In January 1769, John Higgin advertised a variety of goods “Just imported, from Liverpool and Corke, and to be sold … At Mr. Moore’s Store opposite the Exchange.” Unlike Inglis and Hall, whose advertisement from the previous week appeared in the Georgia Gazette once again, Higgin did not regularly insert advertisements for consumer goods in the colony’s only newspaper. The shipping news suggests that may have been because Higgin was not a resident of Savannah but instead a ship captain who sometimes did some trading on his own.
According to the shipping news in the January 4 edition of the Georgia Gazette, the “Snow Ann,” captained by John Higgins “ENTERED INWARDS at the CUSTOM-HOUSE” from Montserrat and St. Martin’s that very day. A week later, Higgin published an advertisement for “IRISH linens,” “Cheque, silk, and muslin handkerchiefs,” “Tin saucepans,” and an assortment of other textiles, garments, and housewares. Like many other advertisements, it ran in three consecutive issues (January 11, 18, and 25) before being discontinued. Higgin, however, did not disappear from the pages of the Georgia Gazette. The following week, the “Snow Anne, John Higgin,” headed for Montserrat was listed among the vessels “ENTERED OUTWARDS” at the customhouse. Preparations for departure took some time. Higgin and his vessel remained on that list for nearly two months.
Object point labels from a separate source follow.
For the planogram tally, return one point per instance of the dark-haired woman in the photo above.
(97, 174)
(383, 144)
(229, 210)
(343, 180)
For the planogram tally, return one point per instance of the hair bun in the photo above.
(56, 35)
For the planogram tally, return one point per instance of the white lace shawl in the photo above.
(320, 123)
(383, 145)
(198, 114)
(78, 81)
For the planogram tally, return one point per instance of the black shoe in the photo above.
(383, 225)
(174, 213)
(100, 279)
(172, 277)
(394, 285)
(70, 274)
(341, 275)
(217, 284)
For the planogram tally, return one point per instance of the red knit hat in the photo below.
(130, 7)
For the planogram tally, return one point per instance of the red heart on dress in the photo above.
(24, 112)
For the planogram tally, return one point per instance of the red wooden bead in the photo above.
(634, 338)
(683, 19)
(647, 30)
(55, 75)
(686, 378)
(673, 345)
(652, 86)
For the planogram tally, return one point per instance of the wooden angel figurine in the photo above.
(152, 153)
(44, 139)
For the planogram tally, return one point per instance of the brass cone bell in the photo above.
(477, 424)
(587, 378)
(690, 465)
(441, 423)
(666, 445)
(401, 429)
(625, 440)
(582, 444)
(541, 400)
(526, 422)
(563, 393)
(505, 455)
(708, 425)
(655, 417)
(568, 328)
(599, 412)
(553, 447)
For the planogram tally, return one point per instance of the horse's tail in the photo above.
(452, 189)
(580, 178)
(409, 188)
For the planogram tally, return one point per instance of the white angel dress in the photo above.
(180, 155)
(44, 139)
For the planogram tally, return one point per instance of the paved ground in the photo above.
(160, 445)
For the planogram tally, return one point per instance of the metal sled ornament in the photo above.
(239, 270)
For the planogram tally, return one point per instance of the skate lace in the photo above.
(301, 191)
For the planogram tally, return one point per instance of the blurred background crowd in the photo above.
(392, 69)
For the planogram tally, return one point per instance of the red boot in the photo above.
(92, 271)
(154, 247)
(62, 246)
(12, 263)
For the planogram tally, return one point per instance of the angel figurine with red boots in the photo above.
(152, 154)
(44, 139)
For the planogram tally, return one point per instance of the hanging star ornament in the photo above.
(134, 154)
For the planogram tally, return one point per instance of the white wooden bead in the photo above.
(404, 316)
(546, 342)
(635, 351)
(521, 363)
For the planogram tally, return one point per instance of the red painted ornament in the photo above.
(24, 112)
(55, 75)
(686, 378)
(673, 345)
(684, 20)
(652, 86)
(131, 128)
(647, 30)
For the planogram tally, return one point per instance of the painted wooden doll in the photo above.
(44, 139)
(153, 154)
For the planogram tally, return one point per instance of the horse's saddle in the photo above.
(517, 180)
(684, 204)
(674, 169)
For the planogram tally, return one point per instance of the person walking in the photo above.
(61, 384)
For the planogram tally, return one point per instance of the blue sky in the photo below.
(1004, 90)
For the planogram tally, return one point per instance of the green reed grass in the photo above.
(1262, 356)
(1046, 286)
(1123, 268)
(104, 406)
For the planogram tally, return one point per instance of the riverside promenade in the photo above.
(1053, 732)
In the March 29 edition, the shipping news reported that the “Snow Anne, John Higgin” had “CLEARED” on March 23.
While it is possible that the John Higgin who commanded the Anne and the John Higgin who sold imported goods were two different people, the evidence in the Georgia Gazette suggests otherwise. That the advertisement stated Higgin’s goods came from Liverpool and Cork likely indicated their origins rather than suggesting that they had been transported directly from the British Isles to Georgia. Higgin would have had plenty of opportunities to pursue side ventures on his own while sailing the Anne in the Caribbean. When competing against other purveyors of imported goods in Savannah, he would have been at a disadvantage if he reported that his merchandise from Liverpool and Cork made a detour to the sugar islands first. After all, colonial consumers demanded the newest fashions when it came to clothing and housewares. Selling his wares “At Mr. Moore’s Store” rather than a shop of his own would have been appropriate for someone only in Savannah briefly.
Higgin’s advertisement occupied more space than most advertisements for consumer goods and services that ran in the Georgia Gazette. Although this suggested the array of choices available to prospective customers, Higgin likely envisioned an additional strategy when he composed the advertisement. Unlike Inglis and Hall and other local merchants and shopkeepers already familiar to residents of the colony, Higgin was unknown and in port for a limited time. Especially if he wished to acquire new wares for further trading before departing, he needed to sell as quickly as possible. An advertisement of such length certainly made his presence known.